The war with the Taleban is being fought because Osama Bin Laden was not handed over, and since then it has morphed into a war against the Taleban for being what they are. And that seems a just war as they are such bastards.
They tore down Buddhist statues. They make women wear clothes that completely conceal their identity. They enforce Sharia Law. They do not allow liberalism, they are authoritarian, they promote the opium harvest. How many of these would they be doing anyway if they had handed over Osama Bin Laden? All of them. If Bush had not gone to war with the Taleban back in 2002 (this war is now longer than WW2 but thankfully less destructive so far), the Taleban would still be in power in Afghanistan and opium would still be flooding Europe.
That Al Qaeda is in Pakistan and Iraq as well as Afghanistan – the sworn enemy of both the West and Iran, it certainly makes sense for America, Russia and Iran to join forces and consider offering the Taleban an offer of peace if they reform the opium trade and agree to elections. It would seem in the mutual interests of all those nations to break the back of the Taleban before they acquire means, however the assumption is that it is “not possible to negotiate with terrorists”. Apart from the Buddhah statues, the Taleban are not specifically terrorists. They harboured a man who directed an act of war against America and The West and then refused to cooperate with international justice.
If America had joined the ICC and charged the Taleban with criminal involvement with the Opium trade long before 9/11 as it was known and provable by the CIA, would that have been a more effective course of action?
Who knows. We can not do anything except what we can do now. And losing in Afghanistan is not dissimilar to losing in Vietnam. Except that Vietnam was an ideological battle, whereas this is a battle for justice, albeit one where the scales are terribly overbalanced in favour of nobody.
There are no winners in this war. It is entirely negative. Kill them or wait for the next attack is the driving logic. Inventing ways to kill them and drumming up support because of what the West does to itself in full view of its critics, letting financial bubbles explode.
But at least the West has them. The Western idea is that making mistakes is essential to explore all aspects of life, that a liberal science exploration and separation of church and state has led to progress. But military progress is not necessarily what will “win a war”. For a start, there is a “just cause” to remove the Taleban, but only after 9/11 was it a legal cause.
GW Bush went to war without gaining enough support and then really blew it by training his big guns on Iraq prematurely. If he had waited for Afghanistan to be won (who know, it could have taken 20 years) before marching into and turning Iraq into a quagmire it was not beforehand, he would not have toppled the American economy into the red to such a degree.
In other words if the fight in Afghanistan is not a) purposeful or b) legitimate – then is fighting the correct strategy?
One tends to agree with Biden about taking out the leaders of an essentially criminal gang with drones, and stopping Al Qaeda from taking hold in Pakistan these are both important goals to fully achieve.
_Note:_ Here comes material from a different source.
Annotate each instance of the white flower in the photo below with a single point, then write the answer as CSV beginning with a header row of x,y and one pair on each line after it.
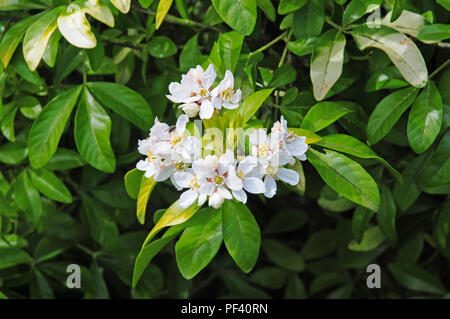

How is that a cause that can be “lost”? Is the NATO police action that has lasted 8 years so far in fact a military occupation with a specific goal?
Perhaps it should have been that all along. It feels like the intelligence community had too much wrong on this one, and that the military incursion into Afghanistan was not well planned. But who knows? Intelligence is not shared with the world, for good reasons.